In the field of AI, the limitation on the number of Tokens has always been a pressing issue. Recently, a study conducted by a team of Chinese researchers has attracted widespread attention. The research shows that diffusion language models demonstrate three times more data learning potential than autoregressive models under Token number constraints. This finding may open up new possibilities for future language model training.
The core of this study is a diffusion model with a parameter scale of 1 billion, which was trained for 480 epochs using 1 billion Tokens. On the HellaSwag and MMLU benchmark tests, the model achieved accuracy rates of 56% and 33%, respectively, without using any special techniques or data filtering. More surprisingly, even with highly repetitive data training, the model's performance did not show saturation, indicating that it can extract more useful information from the same data.
Researchers analyzed the powerful data learning capabilities of diffusion language models and attributed them to two main reasons. First, diffusion models use bidirectional modeling and diffusion objectives, allowing them to more comprehensively explore information in the data, while traditional autoregressive models have causal limitations when processing data. Second, diffusion models have higher computational density, investing more computing resources during training and inference, optimizing predictions through multiple data processing steps, thereby improving the overall performance of the model.

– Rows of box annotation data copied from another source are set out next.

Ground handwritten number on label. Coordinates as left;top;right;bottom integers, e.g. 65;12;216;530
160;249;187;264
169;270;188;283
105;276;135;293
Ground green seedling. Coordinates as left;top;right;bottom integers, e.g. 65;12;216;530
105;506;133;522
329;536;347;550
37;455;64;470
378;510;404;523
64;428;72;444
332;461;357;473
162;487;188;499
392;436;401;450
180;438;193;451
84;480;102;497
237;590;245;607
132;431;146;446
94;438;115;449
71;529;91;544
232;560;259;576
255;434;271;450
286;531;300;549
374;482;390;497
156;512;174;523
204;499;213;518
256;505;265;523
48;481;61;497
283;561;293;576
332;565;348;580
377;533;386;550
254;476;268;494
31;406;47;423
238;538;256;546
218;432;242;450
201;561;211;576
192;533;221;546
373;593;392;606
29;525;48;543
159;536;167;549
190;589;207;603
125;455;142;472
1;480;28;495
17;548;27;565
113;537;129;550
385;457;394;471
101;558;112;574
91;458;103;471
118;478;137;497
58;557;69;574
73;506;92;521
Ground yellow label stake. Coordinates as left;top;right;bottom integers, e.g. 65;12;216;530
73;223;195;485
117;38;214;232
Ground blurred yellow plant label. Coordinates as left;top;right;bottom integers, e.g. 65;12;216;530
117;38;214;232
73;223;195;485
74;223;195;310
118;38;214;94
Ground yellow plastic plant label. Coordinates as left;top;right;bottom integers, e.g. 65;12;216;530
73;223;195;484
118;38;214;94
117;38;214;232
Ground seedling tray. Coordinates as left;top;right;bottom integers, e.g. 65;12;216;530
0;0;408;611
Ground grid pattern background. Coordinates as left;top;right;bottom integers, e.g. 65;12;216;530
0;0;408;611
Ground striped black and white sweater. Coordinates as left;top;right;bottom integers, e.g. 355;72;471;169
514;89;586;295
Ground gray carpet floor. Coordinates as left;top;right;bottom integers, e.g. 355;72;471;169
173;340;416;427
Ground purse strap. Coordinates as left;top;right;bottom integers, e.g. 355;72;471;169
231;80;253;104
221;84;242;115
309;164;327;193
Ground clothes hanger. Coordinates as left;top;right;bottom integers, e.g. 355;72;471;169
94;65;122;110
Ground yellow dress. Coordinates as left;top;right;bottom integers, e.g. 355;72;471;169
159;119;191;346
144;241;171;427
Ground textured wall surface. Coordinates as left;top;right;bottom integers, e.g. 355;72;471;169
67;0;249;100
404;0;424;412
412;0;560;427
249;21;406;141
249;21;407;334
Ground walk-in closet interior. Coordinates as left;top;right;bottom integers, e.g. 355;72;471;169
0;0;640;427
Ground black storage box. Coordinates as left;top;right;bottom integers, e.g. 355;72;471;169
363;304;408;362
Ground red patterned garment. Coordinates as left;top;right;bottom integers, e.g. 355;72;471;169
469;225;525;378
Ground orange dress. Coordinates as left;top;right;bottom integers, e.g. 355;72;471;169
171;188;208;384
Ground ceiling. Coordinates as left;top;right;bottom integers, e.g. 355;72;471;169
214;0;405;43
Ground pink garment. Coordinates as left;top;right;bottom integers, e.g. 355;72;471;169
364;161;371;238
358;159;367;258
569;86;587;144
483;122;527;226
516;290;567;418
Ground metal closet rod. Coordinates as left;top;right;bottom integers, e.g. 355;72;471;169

Although diffusion models show some robustness in reusing data, the research team found that as the number of training epochs increases, the model tends to overfit. However, surprisingly, even in cases of overfitting, the model's performance on downstream tasks does not immediately decline, and sometimes continues to improve. This is because changes in validation loss are not always positively correlated with the accuracy of downstream tasks. When dealing with limited training data, the model may become overly confident about certain text segments.
The findings of this study provide new insights into future AI model training methods, especially under Token number constraints, where the application prospects of diffusion language models will be even broader. The research team plans to use larger models and more diverse data in their upcoming work to further validate these findings.